Vom 1. bis 3. August 2025 führte uns unser Weg nach Südtirol und zu den geschichtsträchtigen Cinque Torri. Drei Tage, die geprägt waren von gelebter Kameradschaft, historischem Gedenken und freundschaftlichem Austausch.
Freitag – Ankommen & Zusammenstehen
Am Freitagabend erreichten wir Meransen, wo wir unsere Unterkunft bezogen. Schon am ersten Abend stand die Kameradschaft im Mittelpunkt: gemeinsames Beisammensein, Gespräche und die Vorfreude auf die kommenden Tage.
Samstag – Edelweißstellung & Franzenfeste
Der Samstag führte uns gemeinsam mit den Kameraden des IR15 Hessen in die Edelweißstellung. Dort, wo Geschichte noch spürbar ist, gedachten wir der Vergangenheit und pflegten unsere Verbundenheit über Landesgrenzen hinweg.

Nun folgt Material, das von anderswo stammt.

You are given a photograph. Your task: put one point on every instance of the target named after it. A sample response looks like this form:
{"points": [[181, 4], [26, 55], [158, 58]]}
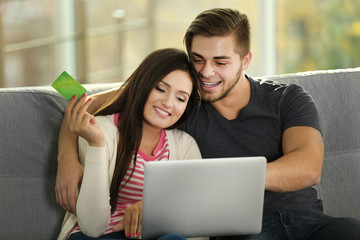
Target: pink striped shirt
{"points": [[132, 192]]}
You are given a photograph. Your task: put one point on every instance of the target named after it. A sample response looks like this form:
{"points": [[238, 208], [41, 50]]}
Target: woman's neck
{"points": [[149, 140]]}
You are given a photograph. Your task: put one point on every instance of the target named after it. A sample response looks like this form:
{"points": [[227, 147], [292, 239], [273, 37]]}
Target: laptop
{"points": [[204, 197]]}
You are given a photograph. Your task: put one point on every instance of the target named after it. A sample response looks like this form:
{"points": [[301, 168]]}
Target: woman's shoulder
{"points": [[106, 124], [179, 136]]}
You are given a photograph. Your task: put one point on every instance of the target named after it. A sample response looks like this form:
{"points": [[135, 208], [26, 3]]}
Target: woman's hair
{"points": [[221, 22], [130, 100]]}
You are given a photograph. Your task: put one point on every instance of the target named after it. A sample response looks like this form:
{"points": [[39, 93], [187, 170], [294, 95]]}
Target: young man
{"points": [[240, 116]]}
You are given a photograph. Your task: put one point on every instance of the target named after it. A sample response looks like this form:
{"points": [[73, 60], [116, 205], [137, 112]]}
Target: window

Ein besonderes Erlebnis war der anschließende Besuch der Franzenfeste. Dank einer privaten Führung erhielten wir Einblicke, die uns noch lange in Erinnerung bleiben werden. Für diese Gastfreundschaft möchten wir unseren tief empfundenen Dank aussprechen. Den Abend ließen wir in guter Stimmung bei einer Einkehr im Gasthaus ausklingen – ganz im Sinne gelebter Kameradschaft.



Sonntag – Cinque Torri
Der Sonntag führte uns zu den Cinque Torri, wo das beeindruckende Freilichtmuseum die Geschichte des Gebirgskrieges lebendig werden lässt. Zwischen Schützengräben und Stellungen ergab sich die Gelegenheit zu Gesprächen und zum Austausch mit anderen Reenactor-Freunden. Es sind genau diese Begegnungen, die unsere Leidenschaft lebendig halten und unser Netzwerk stärken.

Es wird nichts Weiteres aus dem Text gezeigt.